Türkiye'de son yıllarda yaygınlaşan özerk kurulların sayısı arttıkça, görev alanı ve işleyişi ile birlikte sorunlar yaşanmaya başlandı. Son olarak Telekom'un satışı nedeniyle sesi duyulan 'Telekomünikasyon Kurumu'nun bugüne kadar ne iş yaptığı konusu, kamuoyuna pek yansımadı. Aslında Telekomünikasyon Kurumu'na 4502 Sayılı Kanun ile son derece önemli görevler verilmiştir. Kuruma, ülkede telekomünikasyonla ilgili genel stratejilerin belirlenmesi ve geliştirilmesinin yanında; frekans ve numara gibi kıt kaynakların planlamasını yaparak etkin ve verimli kullanımı sağlamak, denetlemek ve uzlaştırma işlevini üstlenerek, sektör ile ilgili tarifeleri incelemek ve değerlendirmek gibi önemli görevler de verilmiştir. Görülüyor ki Telekomünikasyon Kurumu'na, telekomünikasyon hizmetleri ve alt yapısı ile ilgili usul ve esasları belirlemek, işletmesini sağlamak, telekomünikasyon teçhizat ve cihazları üreten ve satanların vereceği hizmete kadar lisans, yetki, denetim ve uzlaştırma görevi yüklenmiştir.

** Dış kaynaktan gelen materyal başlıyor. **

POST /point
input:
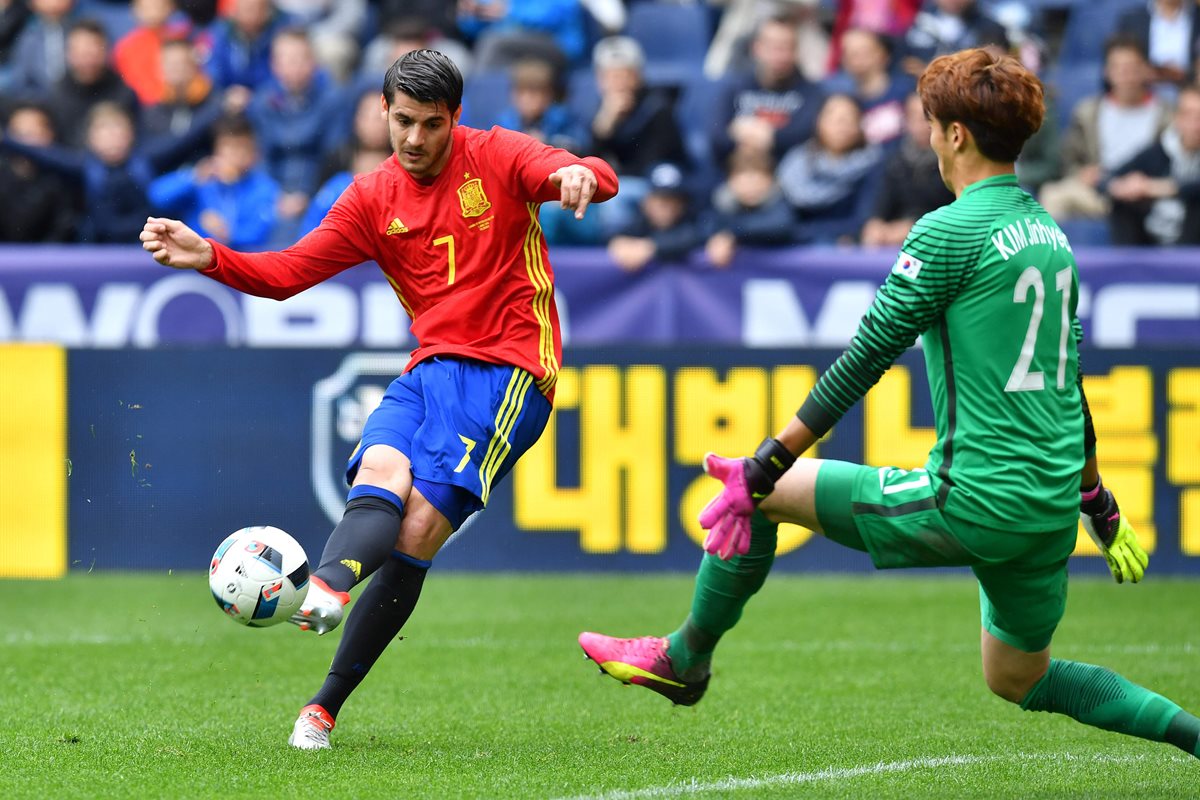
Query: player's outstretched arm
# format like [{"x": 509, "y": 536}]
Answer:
[
  {"x": 1110, "y": 530},
  {"x": 576, "y": 185},
  {"x": 173, "y": 244},
  {"x": 747, "y": 482}
]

İDAREKARARVERSİN Telekom'un bünyesinde yer alan Kablo TV şebekelerini işleten firmalarca yapılan fiber optik, digital çift yönlü veri hizmetlerini de verebilen şebekelerden etkin bir şekilde yararlanılabilmesini sağlamak üzere, Telekomünikasyon Kurulu'nca verilmesi gereken ikinci tip telekomünikasyon ruhsatı bugüne kadar sağlanamadığı için bu tür hizmetler verilememektedir. Hem yatırımı yapılmış şebekeler kullanılarak tüketicilere bu hizmet verilmemekte, hem de Telekom İdaresi vereceği bu hizmetler karşılığında elde edeceği gelirden mahrum bırakılmaktadır. 2004 sonundan itibaren ses tekelinin sona ermesi yaklaşmış olmasına rağmen, yasa ile kendilerine verilen görevler arasında yer alan ruhsatlar verilmediği için fiilen tekel devam edecektir. Telekomünikasyon Kurulu, yapması gereken bu asli görevlerini bir kenara bırakmış, hiç yetkisi olmayan başka kuruluşların görev alanı ile uğraşmaktadır. Telekomünikasyon Kurumu, Özelleştirme İdaresi'ne yazdığı bir yazıda, Telekom'un halka arz yöntemi ile satışını öneriyor. Oysa Telekomünikasyon Kurumu'nun böyle bir yetkisi bulunmamaktadır. Siz Telekom'un hizmetleri, sektörün lisansları ve genel planlaması görevleriyle meşgul olacağınıza, Özelleştirme İdaresi ve Rekabet Kurumu'nun görev alanına giren konularla ilgileniyorsunuz. Bırakınız Telekom'u ne şekilde satacağına, yasalara uygun olarak Özelleştirme İdaresi karar versin.
KENDİİŞİNİZEBAKIN Telekomünikasyon Kurumu'nun web sitesinde, kurumun görevleri alt alta dizilmiş ve 16, 29 ve 32. maddelerde rekabet ile ilgili konularda Rekabet Kurumu'na başvuru yapılacağı da belirtilmiştir. Buna rağmen Telekomünikasyon Kurumu'nun özel bir yasa olan 4054 Sayılı Rekabetin Korunması Hakkında Kanun kapsamına giren konuları kendi görev alanı gibi kabul etmesini anlamakta zorluk çekiyorum. Hükümetin özelleştirme politikasına destek verilmek isteniyorsa, yasa ile size verilen görevleri eksiksiz yaparsanız, büyük katkı sağlamış olursunuz. Aksi takdirde görev alanınıza girmeyen rekabet konusu ile ilgilenirseniz, hükümete kötülük yapmış olursunuz. Çünkü yargı engeline takılır. Hükümete şirin görünerek iş yapmaya kalkanların, hükümeti ne sıkıntılarla karşı karşıya bıraktığını başka örneklerde gördük. Oturduğunuz makamda daha çok oturmak amaç ise, oturulan koltukların hakkını verirseniz, o koltukta daha fazla oturursunuz.